In general, proponents of the plans said, workers would end up better off than if nothing was done to overhaul Social Security. Under current projections, Social Security will run short of money to pay promised benefits starting in 2038. After that point, the system would be able to pay about 72 percent of currently scheduled benefits.

It was less clear whether workers would end up better off relative to the benefits promised under current law. The answer would depend in part on how strong a return worker received on their investments.

The commission said that it was still working on some details, and that it might add other proposals before it completed its work in about two weeks. But the outlines released today showed for the first time the basic tradeoffs required in any move to give workers ownership of and control over part of their Social Security taxes.

"There's no painless way to do it, and no quick way to do it," said the commission's co-chairman, Richard D. Parsons, who is the co-chief operating officer of AOL Time Warner.

Opponents said the plans proved that moving to private accounts did nothing by itself to ensure the system's long-term health and would extract too big a price from future retirees by slashing a guaranteed benefit that they should be able to count on whatever the state of Wall Street.

"No matter how you approach it, individual accounts make it more difficult to meet the challenges Social Security faces in the future," said Representative Robert T. Matsui, a California Democrat who is a senior member of the Ways and Means Committee. "To pay for privatization, the commission is now proposing serious benefit cuts."

Under one option, workers would be able to invest up to two percentage points of the 6.2 percent payroll tax paid by individuals on earnings up to $80,400 (employers pay another 6.2 percent). For people who choose to participate, the current scheduled benefit would be reduced; otherwise, there would be no changes to the current system or benefits.

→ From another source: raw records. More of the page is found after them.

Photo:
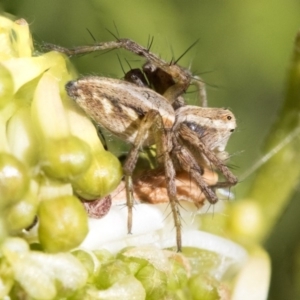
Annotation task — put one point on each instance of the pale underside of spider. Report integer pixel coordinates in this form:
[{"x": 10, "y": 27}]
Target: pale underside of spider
[{"x": 188, "y": 138}]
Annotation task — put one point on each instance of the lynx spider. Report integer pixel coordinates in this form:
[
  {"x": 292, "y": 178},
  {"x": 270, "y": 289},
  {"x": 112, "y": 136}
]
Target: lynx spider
[{"x": 187, "y": 137}]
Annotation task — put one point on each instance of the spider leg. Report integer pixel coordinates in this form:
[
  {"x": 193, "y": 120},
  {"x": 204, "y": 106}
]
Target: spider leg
[
  {"x": 163, "y": 137},
  {"x": 131, "y": 160},
  {"x": 190, "y": 165},
  {"x": 187, "y": 134}
]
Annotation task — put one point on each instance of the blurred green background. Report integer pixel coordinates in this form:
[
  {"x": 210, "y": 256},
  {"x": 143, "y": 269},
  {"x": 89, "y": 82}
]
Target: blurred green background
[{"x": 243, "y": 55}]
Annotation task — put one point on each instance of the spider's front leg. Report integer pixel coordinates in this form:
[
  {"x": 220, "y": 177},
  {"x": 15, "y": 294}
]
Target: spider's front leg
[
  {"x": 132, "y": 157},
  {"x": 164, "y": 143}
]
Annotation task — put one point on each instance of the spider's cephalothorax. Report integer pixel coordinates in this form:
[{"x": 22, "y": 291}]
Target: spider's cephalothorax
[{"x": 188, "y": 138}]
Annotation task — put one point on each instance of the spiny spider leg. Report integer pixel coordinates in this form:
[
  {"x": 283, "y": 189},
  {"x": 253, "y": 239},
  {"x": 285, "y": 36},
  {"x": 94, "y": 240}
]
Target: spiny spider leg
[
  {"x": 132, "y": 157},
  {"x": 182, "y": 77},
  {"x": 153, "y": 121}
]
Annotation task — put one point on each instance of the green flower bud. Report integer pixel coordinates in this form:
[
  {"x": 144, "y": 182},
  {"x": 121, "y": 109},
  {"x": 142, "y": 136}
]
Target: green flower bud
[
  {"x": 153, "y": 281},
  {"x": 111, "y": 273},
  {"x": 65, "y": 158},
  {"x": 203, "y": 288},
  {"x": 22, "y": 214},
  {"x": 102, "y": 177},
  {"x": 6, "y": 86},
  {"x": 62, "y": 223},
  {"x": 14, "y": 180}
]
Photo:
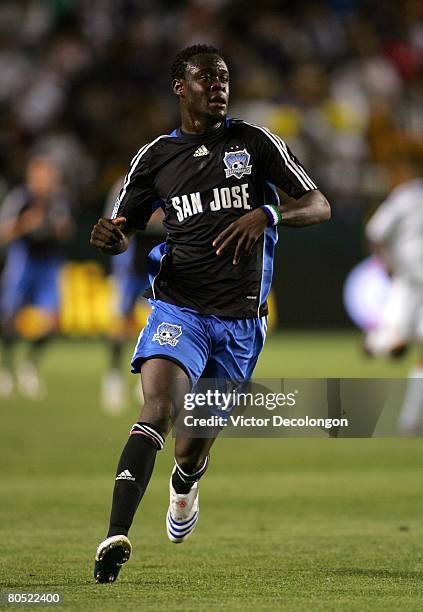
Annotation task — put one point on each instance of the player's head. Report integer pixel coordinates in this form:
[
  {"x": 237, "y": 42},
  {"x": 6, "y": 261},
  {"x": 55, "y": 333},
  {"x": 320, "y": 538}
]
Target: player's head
[
  {"x": 200, "y": 79},
  {"x": 43, "y": 175}
]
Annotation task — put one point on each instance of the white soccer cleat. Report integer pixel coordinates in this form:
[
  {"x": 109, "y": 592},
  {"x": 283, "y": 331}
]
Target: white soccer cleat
[
  {"x": 111, "y": 554},
  {"x": 6, "y": 382},
  {"x": 113, "y": 393},
  {"x": 30, "y": 384},
  {"x": 183, "y": 513}
]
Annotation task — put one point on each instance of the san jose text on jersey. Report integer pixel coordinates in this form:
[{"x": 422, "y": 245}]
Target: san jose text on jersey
[{"x": 205, "y": 182}]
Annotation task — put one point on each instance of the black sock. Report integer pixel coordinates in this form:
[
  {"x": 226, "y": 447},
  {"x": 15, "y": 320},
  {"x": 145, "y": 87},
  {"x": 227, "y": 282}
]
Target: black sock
[
  {"x": 116, "y": 347},
  {"x": 133, "y": 475},
  {"x": 182, "y": 482}
]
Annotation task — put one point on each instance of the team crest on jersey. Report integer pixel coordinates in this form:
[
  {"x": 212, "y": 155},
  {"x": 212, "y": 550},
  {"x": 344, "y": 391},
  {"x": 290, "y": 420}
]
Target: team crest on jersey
[
  {"x": 236, "y": 163},
  {"x": 167, "y": 333}
]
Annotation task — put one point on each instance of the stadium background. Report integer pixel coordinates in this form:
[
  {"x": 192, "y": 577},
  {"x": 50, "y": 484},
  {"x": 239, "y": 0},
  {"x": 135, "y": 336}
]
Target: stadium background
[{"x": 341, "y": 82}]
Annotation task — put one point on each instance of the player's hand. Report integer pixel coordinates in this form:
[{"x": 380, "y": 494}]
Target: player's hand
[
  {"x": 107, "y": 235},
  {"x": 244, "y": 232}
]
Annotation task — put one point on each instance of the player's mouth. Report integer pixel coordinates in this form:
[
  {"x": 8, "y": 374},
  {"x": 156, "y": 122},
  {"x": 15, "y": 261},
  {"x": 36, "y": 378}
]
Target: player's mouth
[{"x": 218, "y": 101}]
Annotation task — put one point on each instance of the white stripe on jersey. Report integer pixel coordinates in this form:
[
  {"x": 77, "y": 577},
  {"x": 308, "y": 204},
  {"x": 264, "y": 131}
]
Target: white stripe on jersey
[
  {"x": 134, "y": 162},
  {"x": 299, "y": 172}
]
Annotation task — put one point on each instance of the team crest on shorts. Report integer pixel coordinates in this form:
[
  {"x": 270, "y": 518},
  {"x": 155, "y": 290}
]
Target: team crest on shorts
[
  {"x": 236, "y": 163},
  {"x": 167, "y": 333}
]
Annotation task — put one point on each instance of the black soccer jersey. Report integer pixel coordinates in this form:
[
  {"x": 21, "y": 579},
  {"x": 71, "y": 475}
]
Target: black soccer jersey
[{"x": 205, "y": 182}]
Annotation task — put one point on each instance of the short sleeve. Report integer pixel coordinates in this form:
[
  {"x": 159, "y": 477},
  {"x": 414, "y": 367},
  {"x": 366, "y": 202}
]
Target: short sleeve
[
  {"x": 281, "y": 167},
  {"x": 137, "y": 196}
]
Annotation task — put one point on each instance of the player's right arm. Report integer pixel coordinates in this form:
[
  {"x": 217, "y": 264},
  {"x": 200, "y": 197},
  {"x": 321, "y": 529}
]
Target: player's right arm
[{"x": 132, "y": 210}]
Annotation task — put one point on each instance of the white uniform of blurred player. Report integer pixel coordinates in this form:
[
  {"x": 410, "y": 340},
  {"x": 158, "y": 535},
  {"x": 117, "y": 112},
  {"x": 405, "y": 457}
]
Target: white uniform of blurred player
[{"x": 396, "y": 233}]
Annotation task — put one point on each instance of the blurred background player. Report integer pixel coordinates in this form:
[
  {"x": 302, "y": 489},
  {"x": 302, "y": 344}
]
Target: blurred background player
[
  {"x": 35, "y": 221},
  {"x": 396, "y": 234},
  {"x": 130, "y": 275}
]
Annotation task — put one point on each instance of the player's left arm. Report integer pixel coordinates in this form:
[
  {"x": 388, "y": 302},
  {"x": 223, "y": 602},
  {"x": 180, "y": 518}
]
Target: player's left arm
[
  {"x": 310, "y": 209},
  {"x": 307, "y": 205}
]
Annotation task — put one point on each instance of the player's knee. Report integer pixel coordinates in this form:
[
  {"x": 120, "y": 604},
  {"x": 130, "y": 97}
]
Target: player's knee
[{"x": 157, "y": 410}]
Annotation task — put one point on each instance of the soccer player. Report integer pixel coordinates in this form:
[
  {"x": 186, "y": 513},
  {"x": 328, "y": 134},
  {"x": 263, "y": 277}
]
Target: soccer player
[
  {"x": 129, "y": 270},
  {"x": 214, "y": 175},
  {"x": 396, "y": 234},
  {"x": 35, "y": 221}
]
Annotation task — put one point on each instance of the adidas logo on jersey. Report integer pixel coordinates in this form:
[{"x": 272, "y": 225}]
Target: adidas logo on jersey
[
  {"x": 203, "y": 150},
  {"x": 125, "y": 475}
]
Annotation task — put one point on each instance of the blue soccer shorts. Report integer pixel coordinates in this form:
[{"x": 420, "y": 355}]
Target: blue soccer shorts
[{"x": 202, "y": 345}]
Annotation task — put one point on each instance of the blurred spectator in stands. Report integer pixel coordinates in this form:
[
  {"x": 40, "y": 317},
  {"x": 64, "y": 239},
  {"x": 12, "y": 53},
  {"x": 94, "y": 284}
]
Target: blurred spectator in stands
[{"x": 35, "y": 222}]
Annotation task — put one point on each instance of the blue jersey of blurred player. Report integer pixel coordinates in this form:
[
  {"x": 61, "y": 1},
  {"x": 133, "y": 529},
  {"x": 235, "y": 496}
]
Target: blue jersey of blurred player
[
  {"x": 130, "y": 274},
  {"x": 35, "y": 221}
]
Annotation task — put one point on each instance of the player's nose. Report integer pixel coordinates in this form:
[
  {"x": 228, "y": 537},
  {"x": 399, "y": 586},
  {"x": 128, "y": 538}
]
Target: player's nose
[{"x": 217, "y": 84}]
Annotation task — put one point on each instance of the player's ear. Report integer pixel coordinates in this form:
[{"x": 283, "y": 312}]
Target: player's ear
[{"x": 178, "y": 87}]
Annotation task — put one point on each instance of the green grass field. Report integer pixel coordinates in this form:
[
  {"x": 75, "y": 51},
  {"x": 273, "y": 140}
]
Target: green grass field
[{"x": 286, "y": 524}]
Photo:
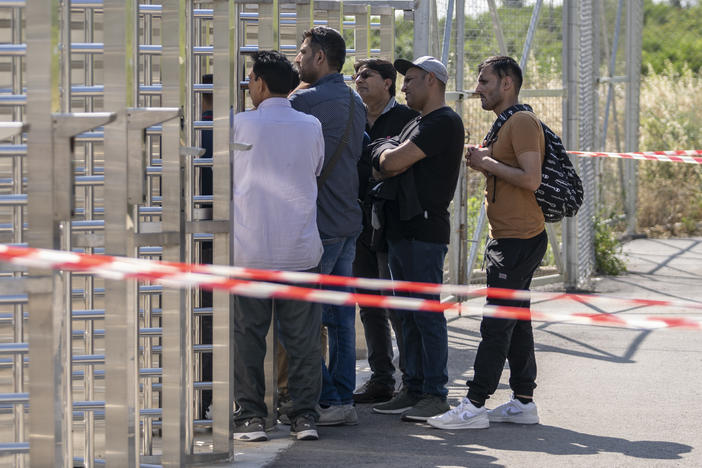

Under a second option, workers could invest as much as four percentage points of their payroll tax, up to a maximum of $1,000 per year.

Under that plan, initial benefits for most people would be reduced substantially by a change in the way they are calculated, with yearly increases in the initial payment determined not by the annual rate of wage growth, as under the current system, but by price inflation, which is typically lower. The plan would also improve benefits for low-income workers and widows.

Under the third option, contributions to the account would work much like a 401(k) program. Workers would contribute up to one percentage point of their earnings beyond their current payroll taxes, and that contribution would be matched with 2.5 percentage points of their payroll taxes, to a maximum of $1,000.

The third plan would also increase benefits for low-income workers and widows.

Mr. Parsons said there are a variety of ways to address Social Security's problems, each requiring its own balance of potentially painful tradeoffs, "and the right people to wrestle with those tradeoffs are our elected officials."

The recommendations came as Republicans including political strategists on Capitol Hill and at the White House have concluded that it would hurt the party's prospects in the 2002 Congressional elections to make an overhaul of the retirement system a major political issue now.

Mr. Bush is unlikely to be able to invest much time or political capital on the issue, given his focus on fighting terrorism, the strategists said. And they said a change in the system was harder to sell during a recession than during a period of prosperity.